Credibility in question

This growing skepticism about America’s economic competence adds to widespread doubts abroad about U.S. competence on broader foreign-policy issues, doubts generated by the Iraq war and growing problems in Afghanistan. The next president will have to not only recoup credibility squandered by the Bush team but also convince the world that America has not lost its economic touch.

Ironically, the financial turmoil comes at a time when U.S. military and intelligence officials recognize that “soft power” is as essential to America’s security strategy as “hard” military power.

America’s economic “soft power” can be exerted in several ways. First, our free-market model of growth has long been a beacon for other nations. Second, we have been able to provide markets for goods from developing nations – and financial aid to poor nations.

Third, top U.S. defense, intelligence and military officials stress that reconstruction funds are as important as military action in stabilizing Afghanistan and Pakistan. The financial crisis threatens our ability to project soft economic power on all of these fronts.

The financial squeeze will tarnish an American model already being challenged by China and oil-rich nations. The Chinese are promoting their brand of authoritarian state with mixed state-private ownership of the economy; they are investing heavily in infrastructure in developing countries. The Chinese model is likely to have growing appeal.

Oil-rich nations such as Russia and the Arab Gulf states have so-called sovereign-wealth funds – state-investment companies flush with oil money – that are ready to invest globally at a time when capital flows in America are frozen.

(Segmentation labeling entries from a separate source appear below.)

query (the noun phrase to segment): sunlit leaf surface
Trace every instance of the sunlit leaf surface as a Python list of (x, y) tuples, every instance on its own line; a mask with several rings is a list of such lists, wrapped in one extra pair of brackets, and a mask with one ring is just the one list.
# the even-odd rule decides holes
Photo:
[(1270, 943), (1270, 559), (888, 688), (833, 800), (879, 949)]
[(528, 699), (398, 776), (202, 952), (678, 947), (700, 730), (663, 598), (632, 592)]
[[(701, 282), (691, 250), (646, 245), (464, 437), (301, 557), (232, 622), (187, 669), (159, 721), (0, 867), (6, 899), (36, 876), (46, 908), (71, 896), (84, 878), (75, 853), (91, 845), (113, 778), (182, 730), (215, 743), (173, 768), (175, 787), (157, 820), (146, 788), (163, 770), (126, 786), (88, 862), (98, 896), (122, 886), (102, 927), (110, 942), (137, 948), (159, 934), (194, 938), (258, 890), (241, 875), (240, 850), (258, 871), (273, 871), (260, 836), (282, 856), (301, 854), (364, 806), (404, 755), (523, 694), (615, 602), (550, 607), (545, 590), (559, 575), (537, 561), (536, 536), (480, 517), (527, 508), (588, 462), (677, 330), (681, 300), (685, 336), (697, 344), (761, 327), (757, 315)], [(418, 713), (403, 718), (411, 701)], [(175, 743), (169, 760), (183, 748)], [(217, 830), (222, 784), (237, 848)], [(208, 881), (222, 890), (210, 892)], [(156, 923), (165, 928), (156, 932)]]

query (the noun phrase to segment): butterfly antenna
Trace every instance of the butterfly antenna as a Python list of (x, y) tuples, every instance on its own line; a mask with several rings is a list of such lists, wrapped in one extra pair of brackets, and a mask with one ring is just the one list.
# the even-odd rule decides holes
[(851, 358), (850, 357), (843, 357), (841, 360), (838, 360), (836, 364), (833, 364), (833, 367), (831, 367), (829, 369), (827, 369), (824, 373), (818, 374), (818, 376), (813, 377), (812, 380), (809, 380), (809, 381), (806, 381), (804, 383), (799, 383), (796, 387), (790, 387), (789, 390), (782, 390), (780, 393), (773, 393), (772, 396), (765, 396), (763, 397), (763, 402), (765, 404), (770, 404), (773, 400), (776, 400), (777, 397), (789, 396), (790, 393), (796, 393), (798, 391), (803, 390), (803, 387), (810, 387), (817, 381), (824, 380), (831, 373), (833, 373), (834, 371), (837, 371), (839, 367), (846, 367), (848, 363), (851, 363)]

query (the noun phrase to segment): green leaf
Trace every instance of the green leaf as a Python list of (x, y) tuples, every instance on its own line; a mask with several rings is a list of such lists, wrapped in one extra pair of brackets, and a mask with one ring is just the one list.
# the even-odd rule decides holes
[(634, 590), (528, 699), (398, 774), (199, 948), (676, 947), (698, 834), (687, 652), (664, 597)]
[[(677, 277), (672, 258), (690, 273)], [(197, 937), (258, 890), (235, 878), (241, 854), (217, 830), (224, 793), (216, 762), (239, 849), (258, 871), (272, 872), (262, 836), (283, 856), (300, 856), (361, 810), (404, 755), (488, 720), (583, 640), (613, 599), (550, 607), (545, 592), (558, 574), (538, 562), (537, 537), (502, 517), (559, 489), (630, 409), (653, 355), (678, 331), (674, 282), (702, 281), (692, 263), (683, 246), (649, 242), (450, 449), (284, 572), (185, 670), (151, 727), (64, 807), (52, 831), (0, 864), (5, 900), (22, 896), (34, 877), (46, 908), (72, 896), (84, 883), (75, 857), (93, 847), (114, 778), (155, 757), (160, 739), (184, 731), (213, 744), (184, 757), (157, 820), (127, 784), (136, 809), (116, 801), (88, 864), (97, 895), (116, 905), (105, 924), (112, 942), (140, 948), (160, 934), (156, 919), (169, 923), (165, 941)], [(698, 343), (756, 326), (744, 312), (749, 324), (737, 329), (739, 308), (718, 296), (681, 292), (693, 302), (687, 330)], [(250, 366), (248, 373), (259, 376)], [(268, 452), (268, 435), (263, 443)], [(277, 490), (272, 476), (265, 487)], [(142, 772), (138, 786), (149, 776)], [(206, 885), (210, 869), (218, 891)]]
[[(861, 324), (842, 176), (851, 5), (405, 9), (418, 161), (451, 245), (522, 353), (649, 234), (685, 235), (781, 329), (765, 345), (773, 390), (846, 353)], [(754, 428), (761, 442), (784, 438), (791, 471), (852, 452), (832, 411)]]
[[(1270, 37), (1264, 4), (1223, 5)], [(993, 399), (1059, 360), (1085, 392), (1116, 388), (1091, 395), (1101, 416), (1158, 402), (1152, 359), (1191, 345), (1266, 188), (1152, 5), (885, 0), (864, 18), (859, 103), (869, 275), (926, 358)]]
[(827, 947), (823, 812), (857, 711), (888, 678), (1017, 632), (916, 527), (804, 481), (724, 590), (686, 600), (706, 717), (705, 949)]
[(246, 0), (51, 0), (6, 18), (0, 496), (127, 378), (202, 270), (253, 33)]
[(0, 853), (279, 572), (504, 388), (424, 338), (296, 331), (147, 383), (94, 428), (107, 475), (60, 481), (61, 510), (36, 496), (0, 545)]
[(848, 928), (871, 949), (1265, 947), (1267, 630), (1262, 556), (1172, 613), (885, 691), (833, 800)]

Economic upheaval at home may also constrict our ability to deliver aid to poorer nations. U.N. Secretary-General Ban Ki-moon is clearly worried that America would be less willing to contribute to global projects on relieving poverty and HIV-AIDS.

“The global financial crisis endangers all our work,” he said at the General Assembly opening. “We need a new understanding on business ethics and governance, with more compassion and less uncritical faith in the ‘magic’ of markets.”

The domestic economic mess may also make it harder for the next U.S. president to spend funds for projects abroad where America has crucial security interests. Congress, for example, may be unwilling to endorse current bipartisan plans for billions in new economic aid to Pakistan to try to counter the appeal of jihadi terrorists in tribal areas.

Bush’s foreign-policy legacy – already defined by errors in the Middle East – will be further scarred by this debacle. Let’s hope the situation doesn’t get any worse.

Trudy Rubin is a columnist and editorial-board member for the Philadelphia Inquirer.